Saturday, October 17, 2009

Mukesh Ambani gets it right

When corporate affairs minister Salman Khurshid had called for austere corporate salaries, we had said the matter should be left to company
boards. Now, the biggest shareholder in India’s biggest company by market capitalisation has decided that the chairman of his company should take a 66% salary cut.

Mukesh Ambani has brought down his own salary for 2008-09 to Rs 15 crore from Rs 44.2 crore the year before, following the RIL compensation committee’s decision to cap the chairman’s salary at Rs 15 crore.

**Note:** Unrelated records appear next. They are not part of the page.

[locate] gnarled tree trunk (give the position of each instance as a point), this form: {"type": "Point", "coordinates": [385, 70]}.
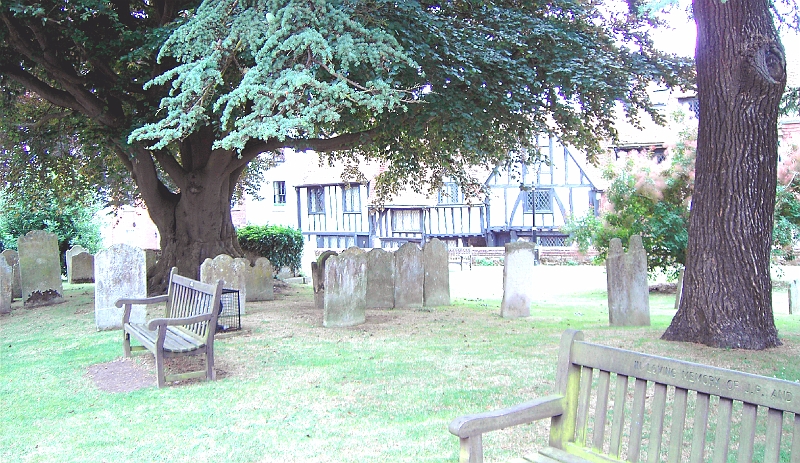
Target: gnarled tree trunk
{"type": "Point", "coordinates": [741, 74]}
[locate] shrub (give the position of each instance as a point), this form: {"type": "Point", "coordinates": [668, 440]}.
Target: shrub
{"type": "Point", "coordinates": [283, 246]}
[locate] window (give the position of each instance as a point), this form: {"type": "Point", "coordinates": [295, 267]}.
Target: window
{"type": "Point", "coordinates": [449, 194]}
{"type": "Point", "coordinates": [539, 201]}
{"type": "Point", "coordinates": [316, 200]}
{"type": "Point", "coordinates": [351, 196]}
{"type": "Point", "coordinates": [279, 193]}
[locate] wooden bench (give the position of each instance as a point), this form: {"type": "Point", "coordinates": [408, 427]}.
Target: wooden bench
{"type": "Point", "coordinates": [617, 405]}
{"type": "Point", "coordinates": [187, 328]}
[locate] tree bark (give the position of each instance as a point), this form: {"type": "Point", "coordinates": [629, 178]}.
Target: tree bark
{"type": "Point", "coordinates": [741, 74]}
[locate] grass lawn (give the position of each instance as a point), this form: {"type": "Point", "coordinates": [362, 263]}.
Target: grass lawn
{"type": "Point", "coordinates": [290, 390]}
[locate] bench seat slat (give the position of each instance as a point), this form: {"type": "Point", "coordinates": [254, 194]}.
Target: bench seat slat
{"type": "Point", "coordinates": [617, 427]}
{"type": "Point", "coordinates": [723, 433]}
{"type": "Point", "coordinates": [674, 453]}
{"type": "Point", "coordinates": [772, 450]}
{"type": "Point", "coordinates": [747, 432]}
{"type": "Point", "coordinates": [657, 422]}
{"type": "Point", "coordinates": [744, 387]}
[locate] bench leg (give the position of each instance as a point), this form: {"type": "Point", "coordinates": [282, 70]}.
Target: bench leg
{"type": "Point", "coordinates": [159, 355]}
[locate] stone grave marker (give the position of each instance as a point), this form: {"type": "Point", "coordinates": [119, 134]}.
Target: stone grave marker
{"type": "Point", "coordinates": [318, 278]}
{"type": "Point", "coordinates": [345, 289]}
{"type": "Point", "coordinates": [518, 287]}
{"type": "Point", "coordinates": [77, 249]}
{"type": "Point", "coordinates": [119, 272]}
{"type": "Point", "coordinates": [260, 284]}
{"type": "Point", "coordinates": [626, 276]}
{"type": "Point", "coordinates": [12, 259]}
{"type": "Point", "coordinates": [436, 287]}
{"type": "Point", "coordinates": [232, 271]}
{"type": "Point", "coordinates": [6, 280]}
{"type": "Point", "coordinates": [409, 276]}
{"type": "Point", "coordinates": [380, 279]}
{"type": "Point", "coordinates": [40, 268]}
{"type": "Point", "coordinates": [81, 269]}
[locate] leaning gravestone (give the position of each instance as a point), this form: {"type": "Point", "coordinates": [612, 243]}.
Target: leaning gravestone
{"type": "Point", "coordinates": [436, 288]}
{"type": "Point", "coordinates": [74, 250]}
{"type": "Point", "coordinates": [345, 289]}
{"type": "Point", "coordinates": [260, 284]}
{"type": "Point", "coordinates": [409, 276]}
{"type": "Point", "coordinates": [233, 273]}
{"type": "Point", "coordinates": [380, 279]}
{"type": "Point", "coordinates": [6, 279]}
{"type": "Point", "coordinates": [12, 259]}
{"type": "Point", "coordinates": [628, 293]}
{"type": "Point", "coordinates": [518, 290]}
{"type": "Point", "coordinates": [318, 278]}
{"type": "Point", "coordinates": [40, 268]}
{"type": "Point", "coordinates": [81, 269]}
{"type": "Point", "coordinates": [119, 273]}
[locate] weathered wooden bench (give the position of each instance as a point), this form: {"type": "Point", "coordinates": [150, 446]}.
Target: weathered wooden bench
{"type": "Point", "coordinates": [617, 405]}
{"type": "Point", "coordinates": [187, 328]}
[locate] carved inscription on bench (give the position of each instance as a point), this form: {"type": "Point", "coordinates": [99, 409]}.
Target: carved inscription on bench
{"type": "Point", "coordinates": [725, 386]}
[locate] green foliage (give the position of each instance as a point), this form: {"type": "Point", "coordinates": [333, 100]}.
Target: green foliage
{"type": "Point", "coordinates": [72, 223]}
{"type": "Point", "coordinates": [647, 199]}
{"type": "Point", "coordinates": [283, 246]}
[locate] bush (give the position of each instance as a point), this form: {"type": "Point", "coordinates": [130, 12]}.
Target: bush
{"type": "Point", "coordinates": [283, 246]}
{"type": "Point", "coordinates": [73, 224]}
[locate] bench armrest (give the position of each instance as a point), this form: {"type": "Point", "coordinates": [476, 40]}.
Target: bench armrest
{"type": "Point", "coordinates": [158, 322]}
{"type": "Point", "coordinates": [528, 412]}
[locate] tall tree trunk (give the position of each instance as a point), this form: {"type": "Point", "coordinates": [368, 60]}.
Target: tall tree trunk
{"type": "Point", "coordinates": [741, 74]}
{"type": "Point", "coordinates": [195, 221]}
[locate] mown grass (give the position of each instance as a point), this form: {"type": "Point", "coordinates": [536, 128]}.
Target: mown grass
{"type": "Point", "coordinates": [290, 390]}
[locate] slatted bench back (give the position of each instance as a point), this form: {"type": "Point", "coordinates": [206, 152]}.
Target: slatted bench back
{"type": "Point", "coordinates": [187, 298]}
{"type": "Point", "coordinates": [635, 407]}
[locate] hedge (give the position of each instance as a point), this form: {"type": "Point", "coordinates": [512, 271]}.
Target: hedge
{"type": "Point", "coordinates": [283, 246]}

One can crib that Rs 15 crore is not particularly austere. But the elder Ambani sends out the right signal that, at a time of widespread misery following slowdown, drought, epidemic and now floods, the richest of the land will, if not quite share the sorrow, shed a part of their pleasure. Earlier, Anil Ambani, too, had forgone his salary and commissions for 2008-09.

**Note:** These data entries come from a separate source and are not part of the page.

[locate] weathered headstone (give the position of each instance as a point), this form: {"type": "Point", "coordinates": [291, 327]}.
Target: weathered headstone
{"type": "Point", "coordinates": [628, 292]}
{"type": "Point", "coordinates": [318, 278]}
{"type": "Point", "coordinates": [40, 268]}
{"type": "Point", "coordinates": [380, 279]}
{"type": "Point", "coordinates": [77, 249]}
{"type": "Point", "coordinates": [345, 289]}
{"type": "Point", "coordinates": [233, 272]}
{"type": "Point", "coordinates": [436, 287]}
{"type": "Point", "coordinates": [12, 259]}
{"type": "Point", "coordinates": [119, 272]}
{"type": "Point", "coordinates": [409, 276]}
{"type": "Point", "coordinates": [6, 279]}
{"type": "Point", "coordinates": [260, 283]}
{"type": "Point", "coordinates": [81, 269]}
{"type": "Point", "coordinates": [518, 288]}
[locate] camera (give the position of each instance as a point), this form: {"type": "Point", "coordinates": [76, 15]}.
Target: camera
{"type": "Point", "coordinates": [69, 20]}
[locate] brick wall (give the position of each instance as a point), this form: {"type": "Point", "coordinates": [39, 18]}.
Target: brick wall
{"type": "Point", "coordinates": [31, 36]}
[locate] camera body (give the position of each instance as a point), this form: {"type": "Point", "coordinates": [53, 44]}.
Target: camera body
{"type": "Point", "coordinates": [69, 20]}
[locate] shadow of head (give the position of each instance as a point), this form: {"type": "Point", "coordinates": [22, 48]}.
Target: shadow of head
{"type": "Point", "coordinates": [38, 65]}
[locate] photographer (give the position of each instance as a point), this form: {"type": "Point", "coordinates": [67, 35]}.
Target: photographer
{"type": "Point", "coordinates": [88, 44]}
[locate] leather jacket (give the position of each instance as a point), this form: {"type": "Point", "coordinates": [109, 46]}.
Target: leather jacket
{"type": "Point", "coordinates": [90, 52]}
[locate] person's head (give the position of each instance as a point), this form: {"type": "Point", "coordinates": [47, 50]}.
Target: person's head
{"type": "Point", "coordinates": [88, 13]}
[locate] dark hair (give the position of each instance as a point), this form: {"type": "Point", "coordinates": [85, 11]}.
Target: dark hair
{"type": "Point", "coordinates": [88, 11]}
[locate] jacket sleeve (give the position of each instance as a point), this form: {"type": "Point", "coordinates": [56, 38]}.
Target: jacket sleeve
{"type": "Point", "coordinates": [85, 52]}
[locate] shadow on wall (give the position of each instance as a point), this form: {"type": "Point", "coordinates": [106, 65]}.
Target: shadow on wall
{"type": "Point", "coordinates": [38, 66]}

These symbols matter when it comes to holding society together. In terms of pure cash in hand, when promoter CEOs cut their salaries, they don’t really lose much. On the foregone salary of Rs 29.2 crore, Mr Ambani would have paid a tax of 33% or Rs 9.64 crore, net of which the salary cut would be Rs 18.56 crore.

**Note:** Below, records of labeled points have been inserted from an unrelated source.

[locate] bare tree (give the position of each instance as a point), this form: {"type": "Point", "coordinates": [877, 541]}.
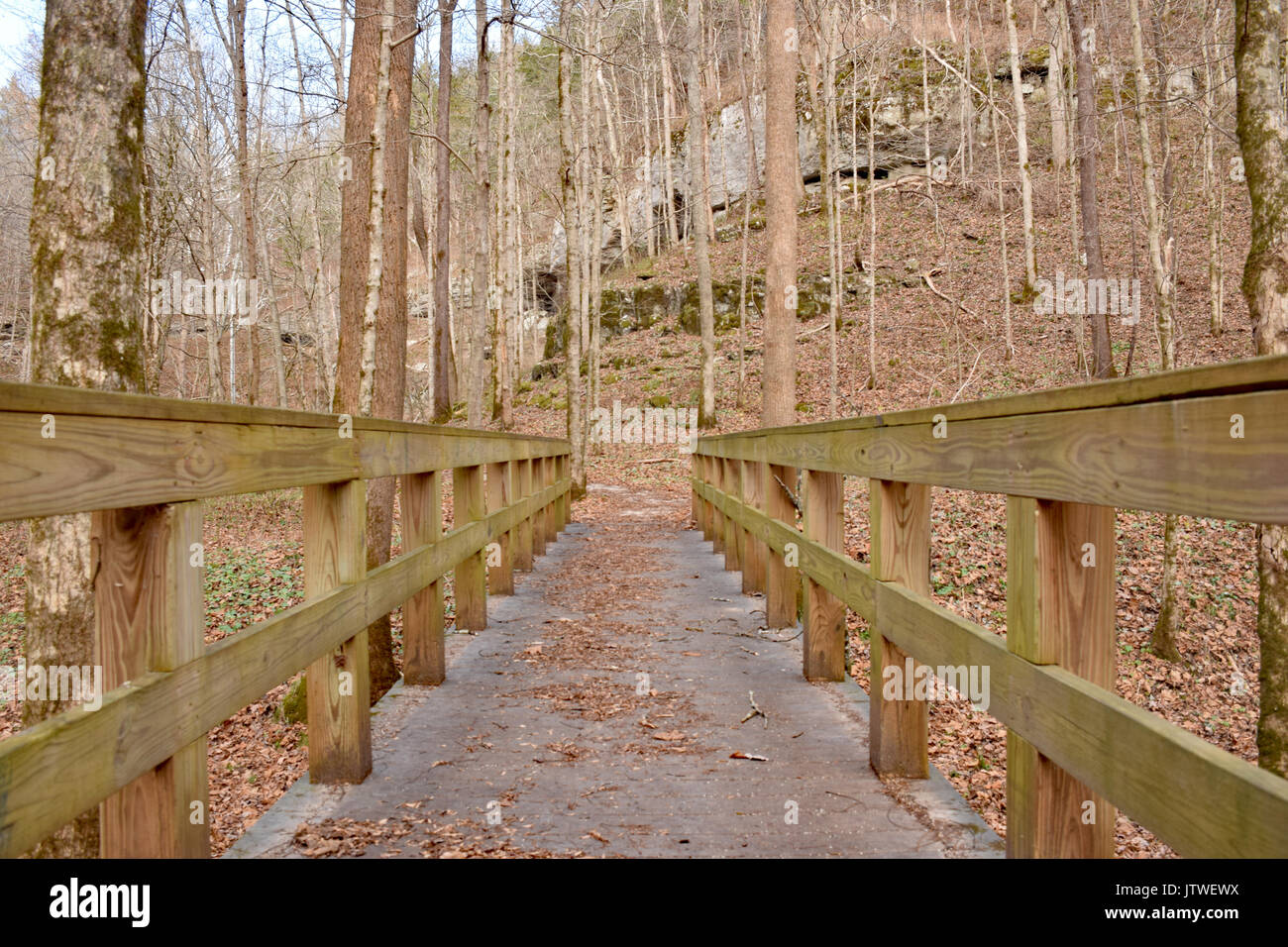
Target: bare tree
{"type": "Point", "coordinates": [1021, 144]}
{"type": "Point", "coordinates": [86, 298]}
{"type": "Point", "coordinates": [1258, 64]}
{"type": "Point", "coordinates": [778, 373]}
{"type": "Point", "coordinates": [1089, 149]}
{"type": "Point", "coordinates": [698, 209]}
{"type": "Point", "coordinates": [445, 388]}
{"type": "Point", "coordinates": [572, 256]}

For promoters who hold a large proportion of their company’s equity, it makes far more sense to take profits out in the form of dividends, which are tax-free in the hands of the recipient. The promoters of RIL own 46.3% of the company’s equity.

If, instead of incurring an expenditure of Rs 29.2 crore by way of the promoter chairman’s salary, RIL were to choose to pay that entire amount as dividend, after paying a 15% dividend distribution tax, Rs 11.5 crore would still accrue to the promoter, reducing the post-tax salary foregone to Rs 7.5 crore.

But this is to quibble. RIL promoters received dividends worth Rs 873 crore last fiscal. A few crore of salary is neither here nor there.